Studio album by Elemeno P
- Released: 4 July 2003
- Genre: Punk rock, indie rock, pop punk, alternative rock
- Length: 35:53 (Original Release) 59:30 (Special Edition)
- Label: Universal
- Producer: Sam Gibson

Elemeno P chronology
|  | Love & Disrespect (2003) | Trouble in Paradise (2005) |

= Love & Disrespect =

Love & Disrespect is the debut album of New Zealand band, Elemeno P. It was released 4 July 2003 through Universal Records.

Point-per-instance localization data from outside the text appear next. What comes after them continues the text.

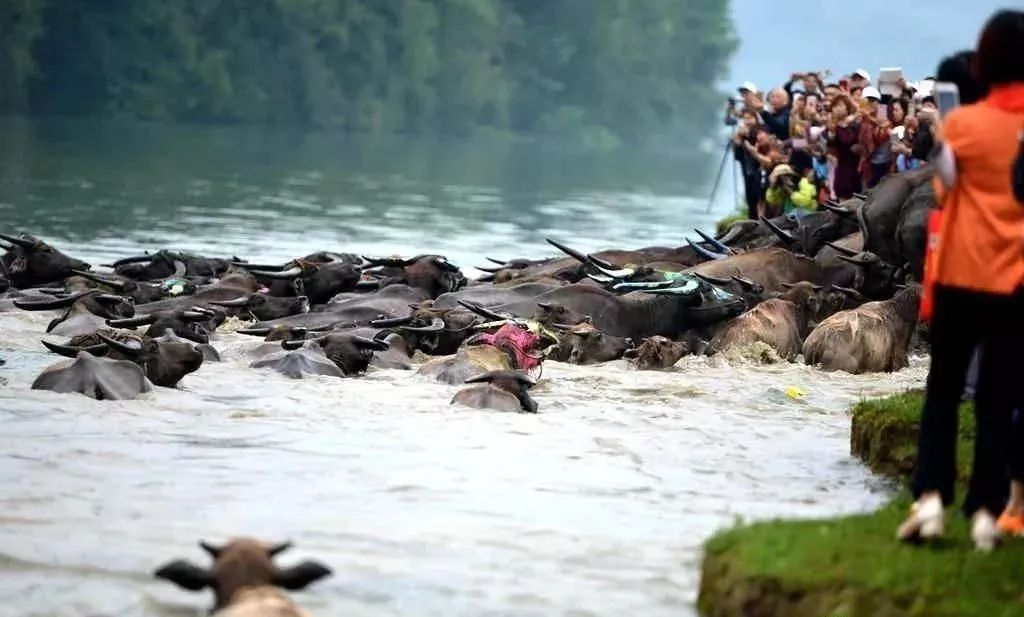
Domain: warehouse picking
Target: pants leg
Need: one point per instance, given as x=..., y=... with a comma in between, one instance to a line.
x=954, y=335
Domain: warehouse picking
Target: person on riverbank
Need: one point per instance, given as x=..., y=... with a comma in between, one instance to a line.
x=979, y=272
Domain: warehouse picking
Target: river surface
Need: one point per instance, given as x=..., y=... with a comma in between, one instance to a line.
x=596, y=505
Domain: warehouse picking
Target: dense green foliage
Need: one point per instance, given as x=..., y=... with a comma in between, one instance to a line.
x=600, y=71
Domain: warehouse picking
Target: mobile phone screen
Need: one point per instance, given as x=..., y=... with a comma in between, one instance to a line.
x=946, y=100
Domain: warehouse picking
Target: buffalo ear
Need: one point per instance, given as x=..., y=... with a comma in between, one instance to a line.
x=185, y=574
x=297, y=577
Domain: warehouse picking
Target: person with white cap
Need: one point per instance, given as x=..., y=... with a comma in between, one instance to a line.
x=875, y=140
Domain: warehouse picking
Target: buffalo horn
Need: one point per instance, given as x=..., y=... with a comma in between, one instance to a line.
x=49, y=305
x=567, y=251
x=747, y=283
x=20, y=241
x=284, y=274
x=235, y=303
x=131, y=260
x=717, y=245
x=837, y=210
x=366, y=343
x=713, y=279
x=481, y=311
x=131, y=321
x=436, y=325
x=392, y=321
x=254, y=332
x=212, y=549
x=111, y=282
x=782, y=234
x=118, y=346
x=72, y=352
x=842, y=250
x=705, y=253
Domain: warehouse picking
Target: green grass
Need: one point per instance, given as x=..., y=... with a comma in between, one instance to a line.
x=853, y=566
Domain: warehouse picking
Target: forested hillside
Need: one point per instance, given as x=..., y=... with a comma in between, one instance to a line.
x=598, y=71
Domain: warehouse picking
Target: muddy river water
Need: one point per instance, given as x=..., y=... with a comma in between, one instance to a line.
x=596, y=505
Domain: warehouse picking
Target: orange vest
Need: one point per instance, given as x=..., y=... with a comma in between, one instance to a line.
x=983, y=223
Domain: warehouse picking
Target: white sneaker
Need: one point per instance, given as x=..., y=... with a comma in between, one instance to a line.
x=984, y=531
x=927, y=520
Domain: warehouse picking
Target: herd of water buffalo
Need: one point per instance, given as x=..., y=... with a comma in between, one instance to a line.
x=836, y=287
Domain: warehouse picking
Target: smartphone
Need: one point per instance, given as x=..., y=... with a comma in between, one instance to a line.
x=946, y=97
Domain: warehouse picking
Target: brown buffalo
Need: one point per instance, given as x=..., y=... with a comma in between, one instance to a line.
x=245, y=580
x=871, y=338
x=499, y=390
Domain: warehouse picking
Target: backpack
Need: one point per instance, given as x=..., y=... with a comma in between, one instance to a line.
x=1017, y=177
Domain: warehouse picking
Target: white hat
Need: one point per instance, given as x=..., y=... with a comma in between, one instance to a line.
x=870, y=92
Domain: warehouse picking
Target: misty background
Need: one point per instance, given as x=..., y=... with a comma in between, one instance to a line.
x=781, y=36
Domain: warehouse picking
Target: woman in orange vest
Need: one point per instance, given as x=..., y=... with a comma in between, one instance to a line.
x=978, y=294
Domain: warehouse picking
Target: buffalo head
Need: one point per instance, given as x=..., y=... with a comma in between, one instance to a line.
x=242, y=563
x=30, y=261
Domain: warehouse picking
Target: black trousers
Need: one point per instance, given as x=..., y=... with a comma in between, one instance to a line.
x=961, y=321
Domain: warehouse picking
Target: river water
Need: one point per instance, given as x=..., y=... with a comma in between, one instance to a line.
x=597, y=505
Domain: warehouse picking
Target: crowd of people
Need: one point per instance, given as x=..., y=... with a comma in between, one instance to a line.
x=812, y=139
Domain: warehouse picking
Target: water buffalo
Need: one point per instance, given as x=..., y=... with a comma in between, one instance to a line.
x=584, y=344
x=96, y=378
x=195, y=324
x=499, y=390
x=84, y=311
x=244, y=578
x=871, y=338
x=164, y=264
x=657, y=352
x=30, y=261
x=432, y=273
x=779, y=323
x=666, y=309
x=512, y=346
x=318, y=281
x=351, y=353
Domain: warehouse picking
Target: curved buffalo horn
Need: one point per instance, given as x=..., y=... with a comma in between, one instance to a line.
x=713, y=279
x=282, y=275
x=481, y=311
x=49, y=305
x=612, y=272
x=254, y=332
x=366, y=343
x=20, y=241
x=391, y=321
x=235, y=303
x=718, y=246
x=131, y=260
x=132, y=321
x=129, y=350
x=747, y=283
x=782, y=234
x=842, y=250
x=436, y=325
x=212, y=549
x=705, y=253
x=567, y=251
x=72, y=352
x=111, y=282
x=837, y=210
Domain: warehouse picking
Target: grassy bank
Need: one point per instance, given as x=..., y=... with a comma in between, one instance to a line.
x=853, y=566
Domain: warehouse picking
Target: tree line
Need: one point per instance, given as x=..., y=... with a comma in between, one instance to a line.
x=596, y=71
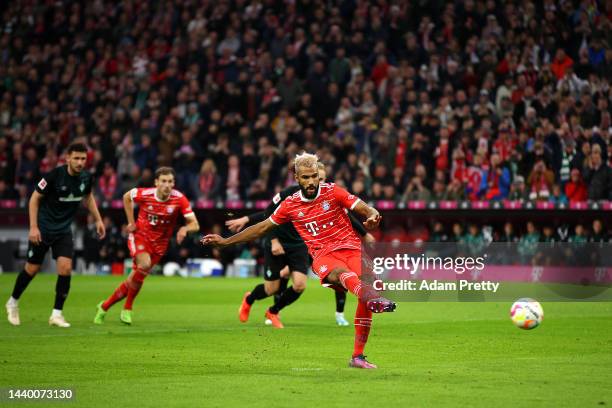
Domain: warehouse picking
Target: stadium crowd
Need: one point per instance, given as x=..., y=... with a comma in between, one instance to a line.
x=476, y=100
x=470, y=236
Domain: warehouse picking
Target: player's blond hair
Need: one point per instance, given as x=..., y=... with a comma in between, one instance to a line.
x=307, y=160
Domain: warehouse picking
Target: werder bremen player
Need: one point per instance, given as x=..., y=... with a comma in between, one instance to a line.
x=52, y=209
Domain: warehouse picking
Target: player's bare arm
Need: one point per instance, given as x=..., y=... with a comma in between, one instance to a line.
x=237, y=224
x=249, y=234
x=90, y=203
x=128, y=207
x=33, y=206
x=371, y=215
x=191, y=225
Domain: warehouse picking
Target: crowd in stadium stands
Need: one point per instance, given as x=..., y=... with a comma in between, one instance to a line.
x=113, y=249
x=475, y=100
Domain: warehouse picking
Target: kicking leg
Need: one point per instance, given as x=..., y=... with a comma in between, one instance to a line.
x=261, y=291
x=62, y=287
x=134, y=283
x=340, y=302
x=290, y=295
x=21, y=283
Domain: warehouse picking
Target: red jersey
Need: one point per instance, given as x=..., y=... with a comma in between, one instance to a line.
x=156, y=218
x=322, y=222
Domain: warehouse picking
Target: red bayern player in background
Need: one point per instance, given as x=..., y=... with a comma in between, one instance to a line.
x=318, y=214
x=150, y=235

Love & Disrespect debuted at #1 on the New Zealand Album charts.

The first single "Fast Times in Tahoe", peaked at #32 in the New Zealand Singles chart, and "Urban Getaway" reached #27.

"On My Balcony" is also known as "Fight For You".

Every Day's a Saturday was released as a single in 2002. It has been used in both KFC and Coca-Cola New Zealand TV ads.

==Track listing==

===Original release===

| No. | Title | Length |
|---|---|---|
| 1. | "Nirvana" | 2:29 |
| 2. | "Verona" | 2:47 |
| 3. | "Goodbye" | 2:33 |
| 4. | "Urban Getaway" | 2:11 |
| 5. | "The Benjamins" | 3:01 |
| 6. | "Fast Times In Tahoe" | 3:10 |
| 7. | "Claim To Fame" | 3:22 |
| 8. | "I Don't Know" | 3:16 |
| 9. | "Hold On" | 2:02 |
| 10. | "On My Balcony" | 3:25 |
| 11. | "Every Day's A Saturday" | 2:51 |
| 12. | "Weed Out" | 4:46 |
| Total length: |  | 35:53 |

Special Edition
| No. | Title | Length |
|---|---|---|
| 1. | "Christmas" | 2:32 |
| 2. | "Sister" | 2:59 |
| 3. | "Country Tahoe" | 2:01 |
| 4. | "Big Band Nirvana" | 3:00 |
| 5. | "Some Other Summertime" | 2:33 |
| 6. | "Electro Saturday" | 4:03 |
| 7. | "Boxcar" (Jawbreaker cover) | 2:29 |
| 8. | "Hip Hop Verona" | 4:00 |
| Total length: |  | 59:30 |

==Charts==

===Weekly charts===

| Chart (2003) | Peak position |
|---|---|
| New Zealand Albums (RMNZ) | 1 |

===Year-end charts===

| Chart (2003) | Position |
|---|---|
| New Zealand Albums (RMNZ) | 14 |
| Chart (2004) | Position |
| New Zealand Albums (RMNZ) | 37 |

==Certifications==

Certifications for Love & Disrespect
| Region | Certification | Certified units/sales |
| New Zealand (RMNZ) | 2× Platinum | 30,000^{^} |
^{^} Shipments figures based on certification alone.